1.1. Wireless Mesh Network (WMN)

Wireless Mesh Networks (WMNs) is one among the novel networking standard. In WMN, every interacting node creates and retains interconnection between itself and surrounding nodes, and hence considered as self-systematizing and self-configuring network. WMN is a dynamic network and has lower cost of maintenance. WMN needs to sustain every new generation media application like Voice over IP (VoIP) and Video On-Demand (VOD) by adjusting to the new requirements. The media applications necessitate Quality of Service (QoS) in terms of reduced bandwidth and higher end to end delay (Kone et al., 2007). A WMN consists of internet gateways, mesh routers and mesh clients. In WMN, each node has to route data packets to the surrounding nodes. When a node does not have access to the backbone network, it can still transfer packet to the destination by transferring data to the neighbor node, which has connection with the backbone (Zhao et al., 2010).

WMN problems give rise to issues related to security, breakage in the paths causing packet loss and unfulfilled QoS metrics (Zhao et al., 2010). Figure 1 depicts a wireless mesh network with internet, gateway, mesh router and mesh clients.

1.2. Multicasting in Wireless Mesh Networks

Multicasting is a process of packet transfer to a set of host nodes recognized by the same destination address. Multicasting is suitable for dynamic network, where the node can enter or exit the group as per its requirement and the computation is group based (Junhai et al., 2008).

During multicasting of data, the link bandwidth consumed is less and delay in data delivery is also low, resulting in minimized communication expenditure. Multicasting also lowers the transmission overhead at the source side and also at the intermediate node side and it also increases the rate of data delivery at the destination node (Chi et al., 2010).

The Multicast routing protocols are classified into two groups: tree based and mesh based. In case of tree based multicast routing protocol, there exists only a single route from the source to the destination. This topology provides good efficiency. In case of mesh based multicast routing protocol, there exists multiple routes from the source to the destination. This topology is more reliable as well as robust (Sihai et al., 2012).

Network multicast schemes are classified into two categories. They are shortest path multicast tree and core-base tree.

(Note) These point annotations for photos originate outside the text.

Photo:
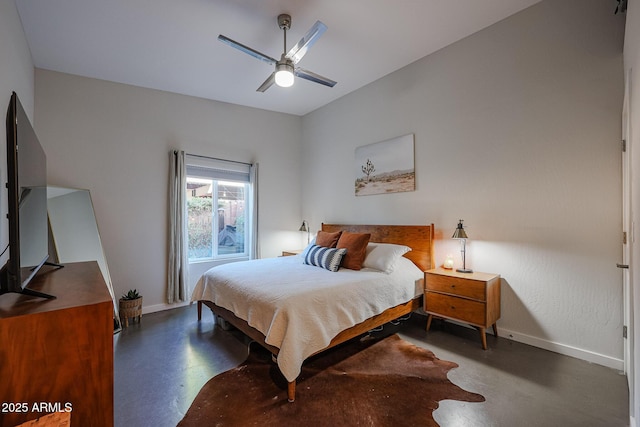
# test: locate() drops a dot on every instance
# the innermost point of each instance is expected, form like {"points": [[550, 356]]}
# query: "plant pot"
{"points": [[130, 308]]}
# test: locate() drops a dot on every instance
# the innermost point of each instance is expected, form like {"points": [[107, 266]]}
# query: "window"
{"points": [[218, 209]]}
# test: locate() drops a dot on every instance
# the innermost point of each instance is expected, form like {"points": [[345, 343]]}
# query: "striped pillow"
{"points": [[328, 258]]}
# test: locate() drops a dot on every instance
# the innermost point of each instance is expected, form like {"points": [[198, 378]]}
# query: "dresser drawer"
{"points": [[457, 286], [456, 308]]}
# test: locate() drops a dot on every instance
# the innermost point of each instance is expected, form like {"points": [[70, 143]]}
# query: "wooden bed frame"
{"points": [[418, 237]]}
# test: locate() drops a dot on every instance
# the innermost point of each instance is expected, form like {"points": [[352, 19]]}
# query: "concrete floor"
{"points": [[161, 364]]}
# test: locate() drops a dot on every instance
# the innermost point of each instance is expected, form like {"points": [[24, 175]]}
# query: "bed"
{"points": [[296, 310]]}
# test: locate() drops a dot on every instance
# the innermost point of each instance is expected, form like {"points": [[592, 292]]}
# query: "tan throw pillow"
{"points": [[327, 240], [356, 245]]}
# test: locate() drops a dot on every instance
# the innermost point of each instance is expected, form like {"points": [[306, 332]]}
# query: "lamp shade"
{"points": [[459, 233], [284, 74]]}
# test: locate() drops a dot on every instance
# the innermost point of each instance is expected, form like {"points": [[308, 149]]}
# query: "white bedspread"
{"points": [[300, 308]]}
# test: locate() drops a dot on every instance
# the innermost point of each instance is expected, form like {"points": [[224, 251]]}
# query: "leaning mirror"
{"points": [[75, 236]]}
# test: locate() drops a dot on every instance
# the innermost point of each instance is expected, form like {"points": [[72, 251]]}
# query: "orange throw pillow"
{"points": [[326, 239], [356, 245]]}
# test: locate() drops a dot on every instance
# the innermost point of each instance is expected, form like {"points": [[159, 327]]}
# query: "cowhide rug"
{"points": [[387, 382]]}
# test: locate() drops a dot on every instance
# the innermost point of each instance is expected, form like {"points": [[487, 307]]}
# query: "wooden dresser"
{"points": [[472, 298], [56, 356]]}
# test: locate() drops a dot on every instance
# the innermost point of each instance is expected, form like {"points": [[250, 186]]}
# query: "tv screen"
{"points": [[27, 203]]}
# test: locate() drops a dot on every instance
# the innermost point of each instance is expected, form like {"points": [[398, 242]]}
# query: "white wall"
{"points": [[115, 139], [632, 67], [16, 75], [517, 132]]}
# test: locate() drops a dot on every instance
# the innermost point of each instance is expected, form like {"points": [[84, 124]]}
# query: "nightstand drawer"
{"points": [[457, 286], [456, 308]]}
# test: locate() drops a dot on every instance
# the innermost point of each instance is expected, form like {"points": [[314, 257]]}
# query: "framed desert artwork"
{"points": [[385, 167]]}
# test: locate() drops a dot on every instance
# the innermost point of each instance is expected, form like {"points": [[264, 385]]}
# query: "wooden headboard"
{"points": [[418, 237]]}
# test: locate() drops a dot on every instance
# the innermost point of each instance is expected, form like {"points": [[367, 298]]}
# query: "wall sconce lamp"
{"points": [[459, 233], [305, 227]]}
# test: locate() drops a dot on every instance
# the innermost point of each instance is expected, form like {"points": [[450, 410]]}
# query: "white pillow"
{"points": [[383, 256]]}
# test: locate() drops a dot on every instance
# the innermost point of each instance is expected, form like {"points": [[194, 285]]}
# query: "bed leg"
{"points": [[291, 391]]}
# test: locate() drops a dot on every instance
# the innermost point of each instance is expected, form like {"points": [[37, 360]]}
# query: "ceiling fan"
{"points": [[286, 67]]}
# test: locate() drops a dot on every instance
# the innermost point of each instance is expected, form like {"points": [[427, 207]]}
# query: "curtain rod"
{"points": [[216, 158]]}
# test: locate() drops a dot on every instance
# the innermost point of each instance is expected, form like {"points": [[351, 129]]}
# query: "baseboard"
{"points": [[567, 350], [161, 307]]}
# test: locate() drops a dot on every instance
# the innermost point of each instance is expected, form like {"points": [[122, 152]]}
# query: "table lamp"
{"points": [[459, 233]]}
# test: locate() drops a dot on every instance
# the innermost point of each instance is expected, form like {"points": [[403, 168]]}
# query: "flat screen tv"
{"points": [[27, 208]]}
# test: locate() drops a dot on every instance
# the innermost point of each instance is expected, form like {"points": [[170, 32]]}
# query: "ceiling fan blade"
{"points": [[313, 77], [267, 83], [246, 49], [296, 53]]}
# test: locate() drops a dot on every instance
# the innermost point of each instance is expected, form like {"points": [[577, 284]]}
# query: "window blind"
{"points": [[210, 168]]}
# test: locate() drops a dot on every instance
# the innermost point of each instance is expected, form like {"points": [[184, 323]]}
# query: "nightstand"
{"points": [[472, 298], [292, 252]]}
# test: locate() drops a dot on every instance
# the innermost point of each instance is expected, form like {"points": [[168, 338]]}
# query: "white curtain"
{"points": [[253, 178], [178, 259]]}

In case of shortest path multicast tree method, path that is shortest from the source to the destination is chosen and an individual tree has to be built by every source. Hence, the network consists of several trees. In the core-based tree method, the shortest route between the source and destination need not be chosen and a single tree needs to be built for every group. Hence, this network consists of very few trees (Junhai et al., 2008). MAODV, ODMRP and CAMP are the protocols built to sustain ad hoc multicast routing (Saghir et al., 2006).

But, the QoS feature of adhoc communication is not considered by these protocols. In WMN, the difficulty in consistent multicasting is handled by managing the node movement even at times of data packet forwarding. Few nodes may get disconnected from the neighboring nodes and hence may lose the multicasted packets, due to this movement (Saghir et al., 2006).